From ced78fe516bdf9094b6cd35756427f806d82d03d Mon Sep 17 00:00:00 2001
From: Richie Cahill <Richie@tmmworkshop.com>
Date: Fri, 10 Apr 2026 12:36:39 -0400
Subject: [PATCH] added batch_bill_summarizer.py

batch bill  summarizer sends a batch api call to gpt
---
 python/prompt_bench/batch_bill_summarizer.py | 233 +++++++++++++++++++
 1 file changed, 233 insertions(+)
 create mode 100644 python/prompt_bench/batch_bill_summarizer.py

diff --git a/python/prompt_bench/batch_bill_summarizer.py b/python/prompt_bench/batch_bill_summarizer.py
new file mode 100644
index 0000000..f28197e
--- /dev/null
+++ b/python/prompt_bench/batch_bill_summarizer.py
@@ -0,0 +1,233 @@
+"""Submit an OpenAI Batch API bill-summarization job over compressed text.
+
+Reads the first N bills from a CSV with a `text_content` column, compresses
+each via `bill_token_compression.compress_bill_text`, builds a JSONL file of
+summarization requests, and submits it as an asynchronous Batch API job
+against `/v1/chat/completions`. Also writes a CSV of per-bill pre/post-
+compression token counts.
+"""
+
+from __future__ import annotations
+
+import csv
+import json
+import logging
+import re
+import sys
+from os import getenv
+from pathlib import Path
+from typing import Annotated
+
+import httpx
+import typer
+from tiktoken import Encoding, get_encoding
+
+from python.prompt_bench.bill_token_compression import compress_bill_text
+from python.prompt_bench.summarization_prompts import SUMMARIZATION_SYSTEM_PROMPT, SUMMARIZATION_USER_TEMPLATE
+
+logger = logging.getLogger(__name__)
+
+OPENAI_API_BASE = "https://api.openai.com/v1"
+
+
+def load_bills(csv_path: Path, count: int = 0) -> list[tuple[str, str]]:
+    """Return (bill_id, text_content) tuples with non-empty text.
+
+    If `count` is 0 or negative, all rows are returned.
+    """
+    csv.field_size_limit(sys.maxsize)
+    bills: list[tuple[str, str]] = []
+    with csv_path.open(newline="", encoding="utf-8") as handle:
+        reader = csv.DictReader(handle)
+        for row in reader:
+            text_content = (row.get("text_content") or "").strip()
+            if not text_content:
+                continue
+            bill_id = row.get("bill_id") or row.get("id") or f"row-{len(bills)}"
+            version_code = row.get("version_code") or ""
+            unique_id = f"{bill_id}-{version_code}" if version_code else bill_id
+            bills.append((unique_id, text_content))

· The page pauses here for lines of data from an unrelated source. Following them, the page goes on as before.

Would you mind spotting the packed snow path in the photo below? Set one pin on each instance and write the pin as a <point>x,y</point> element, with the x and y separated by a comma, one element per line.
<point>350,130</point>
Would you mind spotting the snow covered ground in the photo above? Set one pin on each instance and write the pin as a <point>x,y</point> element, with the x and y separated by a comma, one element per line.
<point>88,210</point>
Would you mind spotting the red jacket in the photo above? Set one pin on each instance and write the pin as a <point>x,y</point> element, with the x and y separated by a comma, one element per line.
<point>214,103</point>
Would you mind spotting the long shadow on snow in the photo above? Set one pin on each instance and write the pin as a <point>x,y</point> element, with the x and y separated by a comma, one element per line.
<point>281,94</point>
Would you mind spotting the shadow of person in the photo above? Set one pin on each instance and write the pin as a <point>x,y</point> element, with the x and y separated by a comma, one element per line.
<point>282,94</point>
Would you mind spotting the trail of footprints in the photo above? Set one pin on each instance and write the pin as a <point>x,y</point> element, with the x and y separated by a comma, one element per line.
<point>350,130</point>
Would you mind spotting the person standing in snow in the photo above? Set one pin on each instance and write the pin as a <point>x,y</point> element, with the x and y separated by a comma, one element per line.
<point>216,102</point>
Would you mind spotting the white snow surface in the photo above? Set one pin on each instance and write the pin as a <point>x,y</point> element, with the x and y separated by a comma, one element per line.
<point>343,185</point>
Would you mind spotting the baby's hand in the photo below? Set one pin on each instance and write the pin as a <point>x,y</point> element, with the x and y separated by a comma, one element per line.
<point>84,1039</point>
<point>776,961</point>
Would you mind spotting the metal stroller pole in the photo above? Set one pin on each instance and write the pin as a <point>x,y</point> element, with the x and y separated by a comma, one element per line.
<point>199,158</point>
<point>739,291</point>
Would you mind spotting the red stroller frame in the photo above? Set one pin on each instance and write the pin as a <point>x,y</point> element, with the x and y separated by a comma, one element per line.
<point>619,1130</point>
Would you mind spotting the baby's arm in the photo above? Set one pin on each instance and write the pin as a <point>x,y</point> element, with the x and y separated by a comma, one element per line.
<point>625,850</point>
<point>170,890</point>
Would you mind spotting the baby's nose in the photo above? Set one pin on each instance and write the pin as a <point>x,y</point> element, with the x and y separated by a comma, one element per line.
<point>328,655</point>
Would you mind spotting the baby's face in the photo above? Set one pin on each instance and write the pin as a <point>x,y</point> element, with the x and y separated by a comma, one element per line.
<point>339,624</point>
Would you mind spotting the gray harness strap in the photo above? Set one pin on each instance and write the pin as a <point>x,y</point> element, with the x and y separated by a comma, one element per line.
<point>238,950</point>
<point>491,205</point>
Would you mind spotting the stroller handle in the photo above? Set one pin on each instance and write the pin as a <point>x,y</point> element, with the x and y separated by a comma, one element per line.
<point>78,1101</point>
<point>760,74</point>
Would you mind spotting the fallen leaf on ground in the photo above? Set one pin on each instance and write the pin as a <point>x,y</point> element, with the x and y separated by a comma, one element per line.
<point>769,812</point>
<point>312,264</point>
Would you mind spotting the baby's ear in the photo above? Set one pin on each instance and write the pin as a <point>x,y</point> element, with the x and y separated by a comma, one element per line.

+            if count > 0 and len(bills) >= count:
+                break
+    return bills
+
+
+def safe_filename(value: str) -> str:
+    """Make a string safe for use as a filename or batch custom_id."""

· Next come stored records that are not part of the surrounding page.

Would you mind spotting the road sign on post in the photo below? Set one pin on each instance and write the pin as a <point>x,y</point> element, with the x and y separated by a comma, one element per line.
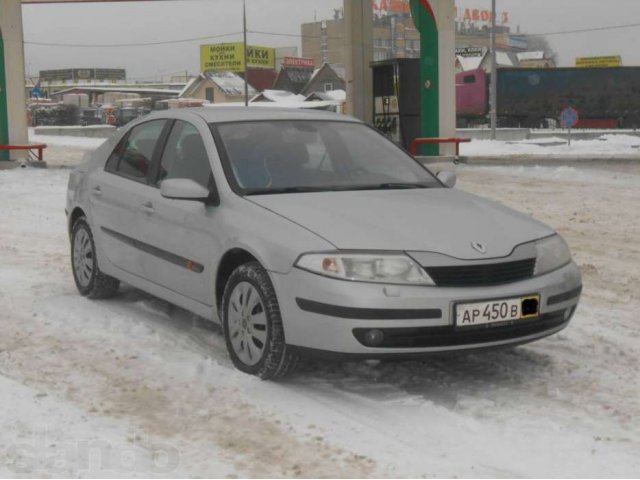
<point>568,119</point>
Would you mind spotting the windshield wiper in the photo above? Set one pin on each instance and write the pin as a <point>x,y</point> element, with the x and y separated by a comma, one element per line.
<point>271,191</point>
<point>389,186</point>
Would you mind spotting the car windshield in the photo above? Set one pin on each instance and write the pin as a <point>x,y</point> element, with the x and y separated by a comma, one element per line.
<point>305,156</point>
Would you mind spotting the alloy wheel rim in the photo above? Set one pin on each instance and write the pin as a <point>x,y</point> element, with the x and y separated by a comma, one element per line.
<point>83,257</point>
<point>247,323</point>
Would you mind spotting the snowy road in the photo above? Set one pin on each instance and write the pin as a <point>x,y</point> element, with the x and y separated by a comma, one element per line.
<point>136,387</point>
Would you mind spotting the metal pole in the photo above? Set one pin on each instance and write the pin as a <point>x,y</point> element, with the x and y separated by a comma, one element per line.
<point>244,31</point>
<point>494,73</point>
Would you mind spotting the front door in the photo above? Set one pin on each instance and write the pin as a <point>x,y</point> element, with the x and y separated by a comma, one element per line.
<point>118,192</point>
<point>181,233</point>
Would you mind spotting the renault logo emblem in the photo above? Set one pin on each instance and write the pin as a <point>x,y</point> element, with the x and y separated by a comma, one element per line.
<point>479,247</point>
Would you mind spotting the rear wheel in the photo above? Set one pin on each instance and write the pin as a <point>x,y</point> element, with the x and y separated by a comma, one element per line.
<point>89,278</point>
<point>253,326</point>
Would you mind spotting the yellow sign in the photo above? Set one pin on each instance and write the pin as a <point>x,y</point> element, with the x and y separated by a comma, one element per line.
<point>229,57</point>
<point>590,62</point>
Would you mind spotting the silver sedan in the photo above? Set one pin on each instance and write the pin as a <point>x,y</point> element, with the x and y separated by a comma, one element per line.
<point>309,233</point>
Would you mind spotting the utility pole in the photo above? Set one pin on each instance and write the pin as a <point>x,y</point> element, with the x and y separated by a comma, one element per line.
<point>494,73</point>
<point>244,32</point>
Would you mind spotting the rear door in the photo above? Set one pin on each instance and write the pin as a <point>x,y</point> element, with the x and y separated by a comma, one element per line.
<point>182,233</point>
<point>118,194</point>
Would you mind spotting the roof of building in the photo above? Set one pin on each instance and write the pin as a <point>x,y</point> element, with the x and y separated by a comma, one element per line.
<point>278,96</point>
<point>503,59</point>
<point>115,88</point>
<point>230,84</point>
<point>329,96</point>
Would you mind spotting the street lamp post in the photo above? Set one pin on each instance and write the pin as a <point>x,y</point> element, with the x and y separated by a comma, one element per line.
<point>494,72</point>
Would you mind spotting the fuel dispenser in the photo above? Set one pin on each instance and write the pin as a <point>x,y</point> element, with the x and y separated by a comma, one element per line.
<point>396,103</point>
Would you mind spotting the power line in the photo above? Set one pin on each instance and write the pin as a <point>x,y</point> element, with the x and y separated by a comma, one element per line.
<point>117,45</point>
<point>277,34</point>
<point>295,35</point>
<point>582,30</point>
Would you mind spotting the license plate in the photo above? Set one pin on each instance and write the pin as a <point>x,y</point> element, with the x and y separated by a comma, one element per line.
<point>479,313</point>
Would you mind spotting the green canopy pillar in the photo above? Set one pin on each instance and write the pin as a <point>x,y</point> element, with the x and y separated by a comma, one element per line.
<point>435,20</point>
<point>13,114</point>
<point>4,115</point>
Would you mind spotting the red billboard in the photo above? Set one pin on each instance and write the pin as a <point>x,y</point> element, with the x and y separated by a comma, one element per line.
<point>298,62</point>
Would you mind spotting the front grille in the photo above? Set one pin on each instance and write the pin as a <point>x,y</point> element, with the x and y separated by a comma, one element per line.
<point>450,336</point>
<point>484,274</point>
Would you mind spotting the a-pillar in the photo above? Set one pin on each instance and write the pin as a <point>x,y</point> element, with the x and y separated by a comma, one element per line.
<point>358,21</point>
<point>13,116</point>
<point>435,20</point>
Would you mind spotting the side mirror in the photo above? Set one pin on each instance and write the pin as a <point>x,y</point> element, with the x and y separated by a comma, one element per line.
<point>183,189</point>
<point>448,178</point>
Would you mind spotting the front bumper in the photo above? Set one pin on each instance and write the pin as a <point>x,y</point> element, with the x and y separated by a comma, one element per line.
<point>321,314</point>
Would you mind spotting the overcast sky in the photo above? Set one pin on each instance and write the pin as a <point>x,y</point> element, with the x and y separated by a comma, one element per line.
<point>137,22</point>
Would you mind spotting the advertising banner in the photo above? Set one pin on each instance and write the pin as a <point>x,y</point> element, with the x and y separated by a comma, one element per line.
<point>229,57</point>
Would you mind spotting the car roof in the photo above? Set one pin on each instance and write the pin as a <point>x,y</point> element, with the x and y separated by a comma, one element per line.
<point>241,113</point>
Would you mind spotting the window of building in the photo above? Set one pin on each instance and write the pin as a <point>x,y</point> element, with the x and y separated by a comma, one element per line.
<point>208,93</point>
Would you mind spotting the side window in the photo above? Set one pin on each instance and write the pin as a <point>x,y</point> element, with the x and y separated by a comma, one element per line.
<point>185,156</point>
<point>132,157</point>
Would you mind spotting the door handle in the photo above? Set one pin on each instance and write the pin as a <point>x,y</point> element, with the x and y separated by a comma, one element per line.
<point>147,207</point>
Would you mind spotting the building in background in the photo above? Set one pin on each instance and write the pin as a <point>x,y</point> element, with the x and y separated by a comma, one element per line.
<point>535,59</point>
<point>326,79</point>
<point>395,36</point>
<point>282,53</point>
<point>217,87</point>
<point>293,79</point>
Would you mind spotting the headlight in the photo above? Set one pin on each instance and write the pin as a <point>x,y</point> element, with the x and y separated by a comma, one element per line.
<point>552,253</point>
<point>363,267</point>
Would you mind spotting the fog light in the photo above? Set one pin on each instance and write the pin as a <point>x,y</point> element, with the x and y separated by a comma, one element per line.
<point>374,337</point>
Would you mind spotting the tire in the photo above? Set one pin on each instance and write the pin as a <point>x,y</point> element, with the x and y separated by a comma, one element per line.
<point>252,324</point>
<point>90,280</point>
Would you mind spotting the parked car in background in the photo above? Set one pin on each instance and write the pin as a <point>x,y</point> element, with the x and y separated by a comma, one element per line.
<point>309,233</point>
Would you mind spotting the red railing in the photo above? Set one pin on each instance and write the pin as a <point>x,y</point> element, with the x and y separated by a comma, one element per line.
<point>435,141</point>
<point>30,148</point>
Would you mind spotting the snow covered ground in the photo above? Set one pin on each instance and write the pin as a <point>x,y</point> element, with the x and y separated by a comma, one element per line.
<point>136,387</point>
<point>605,146</point>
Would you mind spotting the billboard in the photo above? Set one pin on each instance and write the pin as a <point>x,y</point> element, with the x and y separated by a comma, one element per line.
<point>229,57</point>
<point>470,51</point>
<point>83,74</point>
<point>591,62</point>
<point>297,62</point>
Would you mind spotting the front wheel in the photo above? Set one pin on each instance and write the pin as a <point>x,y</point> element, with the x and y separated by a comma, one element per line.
<point>89,279</point>
<point>252,324</point>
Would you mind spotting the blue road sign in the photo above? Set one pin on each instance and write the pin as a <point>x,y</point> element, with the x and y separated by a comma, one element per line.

+    return re.sub(r"[^A-Za-z0-9._-]+", "_", value).strip("_") or "unnamed"
+
+
+def build_request(custom_id: str, model: str, bill_text: str) -> dict:
+    """Build one OpenAI batch request line."""
+    return {
+        "custom_id": custom_id,
+        "method": "POST",
+        "url": "/v1/chat/completions",
+        "body": {
+            "model": model,
+            "messages": [
+                {"role": "system", "content": SUMMARIZATION_SYSTEM_PROMPT},
+                {"role": "user", "content": SUMMARIZATION_USER_TEMPLATE.format(text_content=bill_text)},
+            ],
+        },
+    }
+
+
+def write_jsonl(path: Path, lines: list[dict]) -> None:
+    """Write a list of dicts as JSONL."""
+    with path.open("w", encoding="utf-8") as handle:
+        for line in lines:
+            handle.write(json.dumps(line, ensure_ascii=False))
+            handle.write("\n")
+
+
+def upload_file(client: httpx.Client, path: Path) -> str:
+    """Upload a JSONL file to the OpenAI Files API and return its file id."""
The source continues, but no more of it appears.